My worry is that the maternity-cover minister (he called himself that to me during a meeting) is going to stop what he calls unstructured mass association but there will be no purposeful activity to take its place. The damage could be very serious as it will mean that prisons will be continuing a national lockdown and men and women will just spend all day in their cells, potentially for years.

Many city prisons, built during Victorian times, have no workshops – there is simply no purposeful activity to be had

Small groups of prisoners carrying out purposeful activities would require investment in staff – more of them, but also training and education – and there is no sign of that happening.

Many city prisons, built during Victorian times, have no workshops – indeed even those that existed have been closed down – and small education facilities. They don’t have gardens to tend. It means that there is simply no purposeful activity to be had.

The mass of the prison population is held in these prisons and if they are prevented from sitting outside when the sun shines in the concrete exercise yard, or pottering round for an hour in the afternoon on the wing, they will simply be locked up all day. The pottering around allows for phone calls, showers, sorting out problems and conversations with staff, visits to the library, stretching your legs, chatting to other people. We all need pottering about in our lives.

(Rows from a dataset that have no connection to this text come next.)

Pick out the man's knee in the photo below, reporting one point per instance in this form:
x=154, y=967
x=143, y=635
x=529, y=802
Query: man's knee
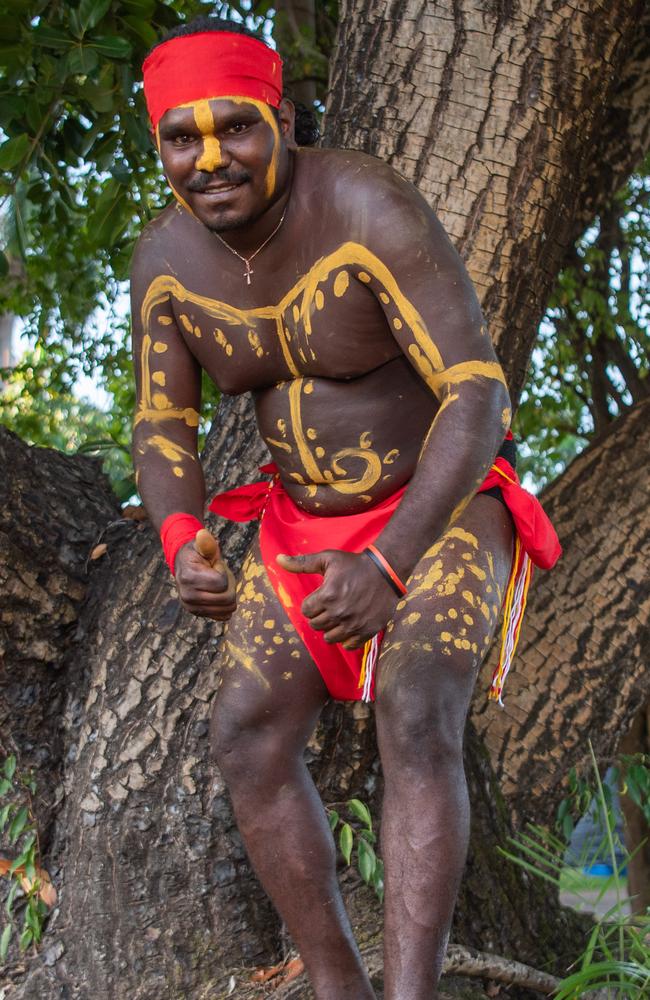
x=420, y=722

I hesitate to suggest that the minister is naïve, perhaps he is just optimistic, but to force through such a policy could have massively damaging effects on the mental health, social intercourse, family connections and interaction with staff. It is possible that the minister is responding to pressure from the prison officers’ union that has been campaigning to have prisoners locked up most of the time (disgracefully). Whatever the source for this peccadillo, it is a mistake and will have serious and risky ramifications.


  • Cathy murphy says:

    Prisoners need “purposeful activity” to learn new skills, improve the ones they have, to be educated and to build routines that they can take into their lives post-release.

    I worked in a prison for five years, this was some years ago, before the major cuts. The men had several workshops to gain skills. They had education. They also had offending behaviour groups, all of which were meaningful activities.

    You do not have a rehabilitative system if people are locked in their cells all day, instead you have people, who are even more angry, resentful and ill-fitted for life in the community.

  • Agnes Croxton says:

    Totally agree with #Time well spent. If only those running the prisons could see this instead of obstacles constantly in the way.

    Prisons are supposed to be run alike and all have very similar basic regimes with tweaks for YOI, lifers etc. I find this is so NOT the case. You have so many differences in A Cat prisons and there lies the problem. All A, B, and C Cat prisons fundamentally are supposed to be guided by government and rules similar throughout the system.

    Facilities lists are supposed to be similar. Have a look at these from prison to prison; this is just so not the case in reality. WHY is there any wonder why inmates get frustrated with the difference in rules and regs? It also makes it so much harder for family to be able to keep up with the differences from prison to prison.